The Confederates dashed through a force of some ninety men from a New York regiment on duty at the landing, and then divided into squads. One of these squads rode down to the river bank where White, with a dozen other men, had taken refuge in an old trading boat. After discharging a few volleys, from the saddle, they rode away. They did not dare to dismount, because a sharp musketry-fire was springing up behind them from the New York infantry-men, who rallied, behind shelter, by twos and fours, as they saw a chance, until they drove the Confederates away, after a half hour’s skirmish, and before the Thirtieth Massachusetts, ordered down from Port Hudson, could intercept them.
From the boat Lieutenant White witnessed the capture of his old companion, Lieutenant Swift, by a Confederate squad who rode up to look inside a tent occupied by Swift a few moments before busily engaged in writing, and who had hid, with two men, in bushes close by.

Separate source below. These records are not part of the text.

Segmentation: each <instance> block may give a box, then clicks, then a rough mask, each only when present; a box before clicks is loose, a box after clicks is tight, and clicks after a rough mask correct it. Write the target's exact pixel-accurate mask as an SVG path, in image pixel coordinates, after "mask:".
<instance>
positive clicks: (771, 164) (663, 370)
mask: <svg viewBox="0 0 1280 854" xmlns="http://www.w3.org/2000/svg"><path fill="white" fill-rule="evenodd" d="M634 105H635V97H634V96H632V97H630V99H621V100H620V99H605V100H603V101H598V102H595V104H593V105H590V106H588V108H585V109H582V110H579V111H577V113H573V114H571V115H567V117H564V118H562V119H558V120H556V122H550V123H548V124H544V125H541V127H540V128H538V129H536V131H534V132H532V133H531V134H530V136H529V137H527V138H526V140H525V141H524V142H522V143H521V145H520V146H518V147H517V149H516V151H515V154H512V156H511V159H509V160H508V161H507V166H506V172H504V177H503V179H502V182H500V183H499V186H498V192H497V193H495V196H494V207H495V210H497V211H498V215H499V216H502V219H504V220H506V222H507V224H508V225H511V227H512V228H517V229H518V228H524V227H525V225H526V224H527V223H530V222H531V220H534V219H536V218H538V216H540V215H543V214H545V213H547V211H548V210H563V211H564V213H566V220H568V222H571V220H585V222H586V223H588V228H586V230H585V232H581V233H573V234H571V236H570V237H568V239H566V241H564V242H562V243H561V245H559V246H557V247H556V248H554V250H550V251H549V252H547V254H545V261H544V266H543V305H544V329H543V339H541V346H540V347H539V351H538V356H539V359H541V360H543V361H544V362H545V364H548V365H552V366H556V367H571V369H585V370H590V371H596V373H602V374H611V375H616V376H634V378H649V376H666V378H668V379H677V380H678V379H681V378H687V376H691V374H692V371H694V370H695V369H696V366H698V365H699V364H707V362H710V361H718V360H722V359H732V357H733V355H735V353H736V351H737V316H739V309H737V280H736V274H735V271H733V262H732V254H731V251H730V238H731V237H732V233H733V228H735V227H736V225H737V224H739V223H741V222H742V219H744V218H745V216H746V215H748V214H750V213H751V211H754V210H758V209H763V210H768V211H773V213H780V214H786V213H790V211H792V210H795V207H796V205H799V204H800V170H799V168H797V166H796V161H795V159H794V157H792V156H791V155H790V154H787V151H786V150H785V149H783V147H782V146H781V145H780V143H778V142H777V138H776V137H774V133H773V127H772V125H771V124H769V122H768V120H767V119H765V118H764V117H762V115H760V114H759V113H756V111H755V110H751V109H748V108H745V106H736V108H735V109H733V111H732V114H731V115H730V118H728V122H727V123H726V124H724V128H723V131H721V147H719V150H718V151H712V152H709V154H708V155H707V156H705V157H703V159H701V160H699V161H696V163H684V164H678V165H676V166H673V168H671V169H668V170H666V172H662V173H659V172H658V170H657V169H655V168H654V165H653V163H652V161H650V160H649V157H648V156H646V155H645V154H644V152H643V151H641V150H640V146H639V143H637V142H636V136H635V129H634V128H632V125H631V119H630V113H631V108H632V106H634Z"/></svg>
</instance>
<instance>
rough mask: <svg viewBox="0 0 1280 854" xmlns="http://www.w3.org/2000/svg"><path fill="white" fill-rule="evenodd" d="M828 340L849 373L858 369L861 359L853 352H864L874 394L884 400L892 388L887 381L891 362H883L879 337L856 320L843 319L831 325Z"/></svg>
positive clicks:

They would have been safe had not one of the men incautiously looked out to see what was going on and been seen by the enemy, who ordered them out and made them prisoners.
Lieutenant White was relieved from duty with the engineer troops July 7th, to rejoin his company.
To sum up what these two companies did is to say that they done their duty well. They were once, April 24th, under orders for Port Hudson, and held in readiness for two days to proceed there; the nearest they ever came to going into active field service.
June 5th, Companies C and H were relieved from duty in the Engineer Department, and marched seven miles to Bayou Gentilly, accompanied by the regimental band (sent them at the request of Captain Leonard), and rejoined the regiment.
CHAPTER XV.
Company K in Charge of Pontoons—Baton Rouge—Teche Campaign—Siege of Port Hudson—Donaldsonville—Return to Regiment.
Company K, under command of Lieutenant Henry A. Harding, a talented young officer, twenty-one years old, in obedience to Division Special Orders No. 51, issued February 16th, proceeded to New Orleans on the eighteenth from Gentilly Camp, and reported to Major Houston for duty in the engineer service. Quarters were assigned in Shippers’ cotton press, already partially occupied by the Twenty-Sixth New York Battery, one hundred and fifty men, eight brass guns and one hundred and ten horses. This battery remained at the cotton press until March 8th, the two commands fraternizing without any trouble.
Company K was ordered to take charge of the pontoon train. The pontoons, in two sizes, were made of rubber, inflated with air by hand bellows in lieu of air pumps, when all ready for use. Such miscellaneous articles as planks, guy ropes, oars, etc., occupied a large amount of space. Thirty wagons, drawn by four mules to each wagon, were used to transport this bridge and material. Negroes were employed as drivers, “bossed” by a large, powerful Irishman called “Big Slattery.” Slattery was a bully, always ready to curse and whip his negro drivers. His brutality assumed such proportions men of Company K had to interfere and put a stop to it. The company wagoner, in charge of the wagon used to convey company property, was Private Jotham E. Bigelow, until Wagoner Porter Carter was ordered to join his company.
At first sight the men made up their minds they were to see hard service in handling this cumbersome, clumsy-looking pontoon bridge. To bridge a river or bayou the requisite number of pontoons were inflated by hand-bellows, then launched and placed in position, afterwards planked, and fastened by ropes to remain steady. Company K had eighty men for this duty, until sickness and death gradually reduced the number to about fifty. They learned how to handle the pontoons without instruction from an engineer officer, by practice drills with sections of the bridge, and gained much valuable knowledge of the property confided to their care by odd jobs of necessary work done to have everything in complete order.